Note: The DDL model was trained on synthetic data in the demo. FP rate is expected to improve significantly when trained on real CIC-IDS-2017 benign traffic. The zero false-negative rate aligns with the zero-trust "never miss an attack" philosophy.

Sample XAI Output

Decision: Anomaly

The DDL reconstruction error is 22,965,194x the normal threshold.
Primary anomalous features: Active Min, Init_Win_bytes_backward, Total Length of Fwd Packets
Recommendation: DROP stream and alert SOC analyst.

09 Conclusion

This project identifies that Explainable AI is the missing piece needed to make AI-based detection usable in automated Zero-Trust systems.
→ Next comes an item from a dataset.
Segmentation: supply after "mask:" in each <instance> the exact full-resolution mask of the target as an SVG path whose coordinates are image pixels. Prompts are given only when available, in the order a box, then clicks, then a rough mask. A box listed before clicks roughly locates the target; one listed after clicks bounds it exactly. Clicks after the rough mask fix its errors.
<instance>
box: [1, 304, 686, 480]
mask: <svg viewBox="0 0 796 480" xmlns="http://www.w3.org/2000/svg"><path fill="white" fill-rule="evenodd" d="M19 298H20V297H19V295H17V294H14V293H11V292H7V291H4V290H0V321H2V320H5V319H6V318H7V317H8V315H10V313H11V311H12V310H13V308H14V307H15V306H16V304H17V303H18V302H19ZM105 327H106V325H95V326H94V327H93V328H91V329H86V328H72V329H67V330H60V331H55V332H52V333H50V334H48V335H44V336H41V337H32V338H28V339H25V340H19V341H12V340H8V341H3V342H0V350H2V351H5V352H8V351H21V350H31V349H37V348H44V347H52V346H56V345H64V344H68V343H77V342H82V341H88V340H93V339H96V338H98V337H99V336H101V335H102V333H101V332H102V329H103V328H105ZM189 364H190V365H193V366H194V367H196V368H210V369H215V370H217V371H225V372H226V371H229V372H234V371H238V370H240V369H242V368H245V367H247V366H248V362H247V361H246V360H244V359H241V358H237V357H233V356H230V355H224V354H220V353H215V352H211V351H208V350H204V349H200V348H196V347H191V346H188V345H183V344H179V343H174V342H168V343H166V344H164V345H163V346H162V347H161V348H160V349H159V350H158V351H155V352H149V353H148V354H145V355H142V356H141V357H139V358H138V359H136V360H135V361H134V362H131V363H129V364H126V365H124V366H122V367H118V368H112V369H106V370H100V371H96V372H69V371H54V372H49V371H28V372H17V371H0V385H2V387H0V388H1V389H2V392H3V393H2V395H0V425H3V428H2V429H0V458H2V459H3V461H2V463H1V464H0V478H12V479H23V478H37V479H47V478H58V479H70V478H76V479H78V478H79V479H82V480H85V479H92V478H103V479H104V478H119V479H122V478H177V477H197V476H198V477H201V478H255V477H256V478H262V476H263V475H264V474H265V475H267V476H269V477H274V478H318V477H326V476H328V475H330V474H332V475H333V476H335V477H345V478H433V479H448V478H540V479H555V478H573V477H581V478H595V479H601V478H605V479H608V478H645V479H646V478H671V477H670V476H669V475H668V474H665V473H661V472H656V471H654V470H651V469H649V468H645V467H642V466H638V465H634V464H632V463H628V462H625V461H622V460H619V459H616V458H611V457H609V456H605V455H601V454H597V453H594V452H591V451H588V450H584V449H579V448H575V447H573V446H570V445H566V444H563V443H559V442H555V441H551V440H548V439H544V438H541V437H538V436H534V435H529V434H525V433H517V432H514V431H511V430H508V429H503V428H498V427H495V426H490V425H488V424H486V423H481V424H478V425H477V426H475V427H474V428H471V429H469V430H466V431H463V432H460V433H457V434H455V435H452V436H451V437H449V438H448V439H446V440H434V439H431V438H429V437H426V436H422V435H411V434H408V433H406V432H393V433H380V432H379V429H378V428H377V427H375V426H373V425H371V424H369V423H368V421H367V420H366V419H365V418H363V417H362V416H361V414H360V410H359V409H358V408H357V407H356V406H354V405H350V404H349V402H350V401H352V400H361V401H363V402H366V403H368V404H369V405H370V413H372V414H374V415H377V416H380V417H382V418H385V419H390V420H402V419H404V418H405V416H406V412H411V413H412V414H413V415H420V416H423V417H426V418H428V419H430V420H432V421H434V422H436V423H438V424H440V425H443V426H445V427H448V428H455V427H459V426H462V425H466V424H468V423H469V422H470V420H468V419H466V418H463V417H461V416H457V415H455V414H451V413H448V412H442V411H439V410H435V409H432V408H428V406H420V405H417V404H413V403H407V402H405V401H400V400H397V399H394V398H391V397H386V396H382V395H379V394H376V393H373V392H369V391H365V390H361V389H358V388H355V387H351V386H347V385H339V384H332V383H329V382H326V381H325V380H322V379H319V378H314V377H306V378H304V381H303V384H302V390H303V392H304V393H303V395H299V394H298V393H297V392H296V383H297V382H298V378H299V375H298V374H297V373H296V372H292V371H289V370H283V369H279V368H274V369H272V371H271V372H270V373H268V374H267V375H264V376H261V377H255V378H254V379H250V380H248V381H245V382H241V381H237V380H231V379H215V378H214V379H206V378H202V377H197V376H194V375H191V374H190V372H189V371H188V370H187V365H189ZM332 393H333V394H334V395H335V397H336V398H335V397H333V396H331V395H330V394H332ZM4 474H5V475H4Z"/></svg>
Through iterative experimentation — from pseudo-labeled BCCC Darknet data with anonymous features, through Random Forest + SHAP, to the current Deep Dictionary Learning architecture — we arrived at a design that provides:

🔍 Transparent Detection

Every anomaly comes with a per-feature reconstruction error breakdown and SHAP attributions, making the detection rationale auditable by security teams.

⚡ Real-Time Compatible

The DT pre-filter handles normal traffic instantly; only flagged flows undergo DDL + XAI analysis, keeping the pipeline feasible for high-throughput networks.

🔄 Policy Feedback Loop

SDN buffer decisions feed directly into ZTA policy enforcement — enabling automated block, throttle, or step-up authentication without human intervention.

Publications

📝 Perera, C., Wanasinghe, J., Wijewardhana, S. et al. "Explainable AI-Driven Zero Trust Anomaly Detection for Encrypted Traffic" (2025/26). In preparation.